Finally outselling the Volt, Chevy's increasing Bolt production by 20 percent.
Did you think that electric-vehicle startups like Tesla would push mainstream automakers out of the EV game? Think again. In fact General Motors has had such strong demand for the Chevy Bolt that it's had to increase production. In announcing its financial performance for the first half of this year, GM confirmed that it's ramping up production of the electric hatchback by 20 percent – thanks to strong demand in the US and Canada, but also South Korea. Global sales of the Bolt have been up more than 40 percent from January through June of this year.
Chevy sold 7,858 examples of the Bolt just in the US so far this year.

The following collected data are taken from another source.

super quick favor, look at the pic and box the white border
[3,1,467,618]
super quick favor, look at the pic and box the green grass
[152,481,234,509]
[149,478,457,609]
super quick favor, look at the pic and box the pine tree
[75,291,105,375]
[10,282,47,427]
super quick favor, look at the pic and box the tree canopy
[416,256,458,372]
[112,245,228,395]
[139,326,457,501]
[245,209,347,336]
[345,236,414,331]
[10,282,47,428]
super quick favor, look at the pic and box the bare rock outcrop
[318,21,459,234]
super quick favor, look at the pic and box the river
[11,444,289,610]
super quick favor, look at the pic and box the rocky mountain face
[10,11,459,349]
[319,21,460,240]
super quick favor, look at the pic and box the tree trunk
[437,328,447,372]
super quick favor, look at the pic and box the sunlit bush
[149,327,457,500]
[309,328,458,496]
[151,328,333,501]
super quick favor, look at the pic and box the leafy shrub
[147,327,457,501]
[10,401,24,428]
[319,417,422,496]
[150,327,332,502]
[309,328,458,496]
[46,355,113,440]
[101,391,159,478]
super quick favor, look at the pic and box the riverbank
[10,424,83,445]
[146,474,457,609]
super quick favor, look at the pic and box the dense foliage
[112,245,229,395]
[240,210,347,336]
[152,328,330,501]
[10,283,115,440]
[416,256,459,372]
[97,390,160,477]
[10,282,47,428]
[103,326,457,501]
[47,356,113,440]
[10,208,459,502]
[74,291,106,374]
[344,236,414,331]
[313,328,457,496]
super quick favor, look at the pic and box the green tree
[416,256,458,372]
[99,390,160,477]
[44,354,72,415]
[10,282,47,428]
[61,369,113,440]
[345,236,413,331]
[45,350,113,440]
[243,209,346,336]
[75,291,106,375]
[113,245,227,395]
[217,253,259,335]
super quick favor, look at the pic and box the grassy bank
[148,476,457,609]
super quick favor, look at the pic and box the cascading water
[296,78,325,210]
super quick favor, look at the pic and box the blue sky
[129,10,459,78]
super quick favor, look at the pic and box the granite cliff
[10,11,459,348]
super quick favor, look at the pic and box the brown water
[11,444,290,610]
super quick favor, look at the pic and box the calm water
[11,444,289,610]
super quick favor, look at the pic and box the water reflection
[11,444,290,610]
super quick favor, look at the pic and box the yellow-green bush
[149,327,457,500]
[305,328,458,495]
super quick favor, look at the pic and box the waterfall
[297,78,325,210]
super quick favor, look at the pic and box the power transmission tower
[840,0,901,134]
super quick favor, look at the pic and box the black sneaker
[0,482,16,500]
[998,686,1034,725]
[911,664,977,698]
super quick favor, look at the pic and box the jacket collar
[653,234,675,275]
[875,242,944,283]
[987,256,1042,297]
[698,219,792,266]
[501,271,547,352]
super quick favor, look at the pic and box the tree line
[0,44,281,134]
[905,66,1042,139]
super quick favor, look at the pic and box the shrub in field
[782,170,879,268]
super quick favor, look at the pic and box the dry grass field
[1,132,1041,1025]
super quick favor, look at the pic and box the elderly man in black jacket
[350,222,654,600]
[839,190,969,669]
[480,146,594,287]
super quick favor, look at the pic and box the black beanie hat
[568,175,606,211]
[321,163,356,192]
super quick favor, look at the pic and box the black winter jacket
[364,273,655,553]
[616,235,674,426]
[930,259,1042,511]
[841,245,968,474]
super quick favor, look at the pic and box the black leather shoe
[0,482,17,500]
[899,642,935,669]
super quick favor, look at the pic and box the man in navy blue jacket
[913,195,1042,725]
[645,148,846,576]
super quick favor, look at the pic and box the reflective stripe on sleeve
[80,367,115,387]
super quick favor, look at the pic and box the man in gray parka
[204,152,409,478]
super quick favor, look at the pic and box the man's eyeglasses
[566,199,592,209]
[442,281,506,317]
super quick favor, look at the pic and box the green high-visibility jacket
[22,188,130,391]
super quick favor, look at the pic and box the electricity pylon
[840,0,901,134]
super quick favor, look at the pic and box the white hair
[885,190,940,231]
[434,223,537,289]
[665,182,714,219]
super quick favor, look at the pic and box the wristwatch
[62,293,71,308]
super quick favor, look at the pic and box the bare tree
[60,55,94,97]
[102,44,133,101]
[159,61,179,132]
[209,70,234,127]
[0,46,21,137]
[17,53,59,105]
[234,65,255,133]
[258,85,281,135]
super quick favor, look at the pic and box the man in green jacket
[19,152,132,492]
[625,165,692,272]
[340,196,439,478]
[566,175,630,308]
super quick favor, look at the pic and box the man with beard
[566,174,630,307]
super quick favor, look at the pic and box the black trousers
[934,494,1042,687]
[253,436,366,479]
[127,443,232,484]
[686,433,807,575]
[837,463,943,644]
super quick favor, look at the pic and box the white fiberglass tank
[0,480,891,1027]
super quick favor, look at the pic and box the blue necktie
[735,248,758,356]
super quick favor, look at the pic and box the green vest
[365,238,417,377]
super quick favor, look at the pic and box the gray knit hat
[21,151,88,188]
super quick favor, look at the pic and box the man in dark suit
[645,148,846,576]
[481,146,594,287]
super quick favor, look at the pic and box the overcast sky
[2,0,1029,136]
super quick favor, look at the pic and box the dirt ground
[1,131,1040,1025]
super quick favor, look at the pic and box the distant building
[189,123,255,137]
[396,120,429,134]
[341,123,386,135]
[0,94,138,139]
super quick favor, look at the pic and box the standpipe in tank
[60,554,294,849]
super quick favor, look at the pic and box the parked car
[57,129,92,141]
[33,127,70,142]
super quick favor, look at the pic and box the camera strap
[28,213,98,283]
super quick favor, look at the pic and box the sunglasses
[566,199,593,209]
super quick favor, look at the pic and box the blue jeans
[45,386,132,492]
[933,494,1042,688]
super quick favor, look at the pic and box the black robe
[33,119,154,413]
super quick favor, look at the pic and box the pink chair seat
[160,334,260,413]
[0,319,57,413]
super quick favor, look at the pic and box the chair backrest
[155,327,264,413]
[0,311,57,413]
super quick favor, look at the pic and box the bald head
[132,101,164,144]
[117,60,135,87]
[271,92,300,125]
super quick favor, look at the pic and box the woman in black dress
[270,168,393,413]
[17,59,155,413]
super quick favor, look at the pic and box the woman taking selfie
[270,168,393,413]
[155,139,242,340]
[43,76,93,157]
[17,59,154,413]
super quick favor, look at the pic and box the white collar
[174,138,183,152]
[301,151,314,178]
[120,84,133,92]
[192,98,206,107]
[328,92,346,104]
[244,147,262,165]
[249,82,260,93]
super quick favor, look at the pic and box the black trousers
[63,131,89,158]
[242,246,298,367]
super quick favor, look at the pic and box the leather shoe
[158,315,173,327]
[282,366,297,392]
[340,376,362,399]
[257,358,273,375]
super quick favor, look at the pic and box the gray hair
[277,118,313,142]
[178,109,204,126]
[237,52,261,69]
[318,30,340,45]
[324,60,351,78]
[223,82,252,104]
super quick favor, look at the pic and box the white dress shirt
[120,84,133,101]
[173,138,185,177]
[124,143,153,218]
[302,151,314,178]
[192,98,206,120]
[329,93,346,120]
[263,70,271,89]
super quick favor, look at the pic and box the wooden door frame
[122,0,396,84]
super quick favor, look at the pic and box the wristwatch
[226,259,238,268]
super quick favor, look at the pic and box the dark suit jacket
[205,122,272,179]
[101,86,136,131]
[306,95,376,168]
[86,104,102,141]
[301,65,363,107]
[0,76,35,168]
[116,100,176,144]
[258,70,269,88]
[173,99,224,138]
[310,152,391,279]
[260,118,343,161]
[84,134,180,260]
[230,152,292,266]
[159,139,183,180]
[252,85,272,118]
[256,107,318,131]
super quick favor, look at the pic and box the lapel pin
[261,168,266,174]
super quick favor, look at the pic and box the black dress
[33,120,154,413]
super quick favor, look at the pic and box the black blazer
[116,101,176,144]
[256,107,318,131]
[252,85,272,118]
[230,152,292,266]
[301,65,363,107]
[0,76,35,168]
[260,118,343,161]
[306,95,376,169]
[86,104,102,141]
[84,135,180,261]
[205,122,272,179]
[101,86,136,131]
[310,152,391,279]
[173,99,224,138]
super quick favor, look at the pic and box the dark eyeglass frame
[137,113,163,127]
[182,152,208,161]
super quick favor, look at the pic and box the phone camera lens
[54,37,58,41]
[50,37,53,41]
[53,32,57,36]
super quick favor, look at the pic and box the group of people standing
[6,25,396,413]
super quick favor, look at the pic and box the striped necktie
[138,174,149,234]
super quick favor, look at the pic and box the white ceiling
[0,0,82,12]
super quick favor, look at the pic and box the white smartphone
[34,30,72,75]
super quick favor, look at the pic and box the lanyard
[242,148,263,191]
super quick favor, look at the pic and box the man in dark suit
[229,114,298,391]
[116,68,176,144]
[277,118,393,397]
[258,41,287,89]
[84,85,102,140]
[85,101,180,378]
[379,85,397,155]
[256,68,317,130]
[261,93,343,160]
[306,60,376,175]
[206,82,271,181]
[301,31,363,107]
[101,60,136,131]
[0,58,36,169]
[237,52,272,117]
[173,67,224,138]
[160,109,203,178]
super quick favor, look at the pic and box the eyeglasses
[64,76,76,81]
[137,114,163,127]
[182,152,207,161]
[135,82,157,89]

As CNET points out, that's a significant margin over its nearest rival, the Leaf, of which Nissan sold 6,659 in the same market over the same period of time. "Demand for the Chevrolet Bolt EV... has outstripped production," said GM's US sales chief Kurt McNeil. "The extra production coming on line should be enough to help us keep growing global Bolt EV sales, rebuild our U.S. dealer inventory and bring us another step closer to our vision of a world with zero emissions." Though Chevrolet sold more Volts than Bolts last year, sales of the larger plug-in hybrid are tapering off as demand for the Bolt has increased.
The two are now neck-and-neck in GM's sales chart, the Volt (at 7,814) only slightly outsold by the Bolt (at 7,858). But the general trend has the Bolt growing (up by 3.5 percent year-to-year for the first half) and the Volt decreasing (by 28.5 percent). Tesla still reins king in the EV market, though. It sold 40,740 vehicles worldwide in the first half of 2018 – including 10,930 of the Model S sedan, 11,370 of the Model X crossover, and 18,440 of the more affordable Model 3 sedan. While it didn't break down its sales by region or market, the US accounts for the largest share of Tesla's sales.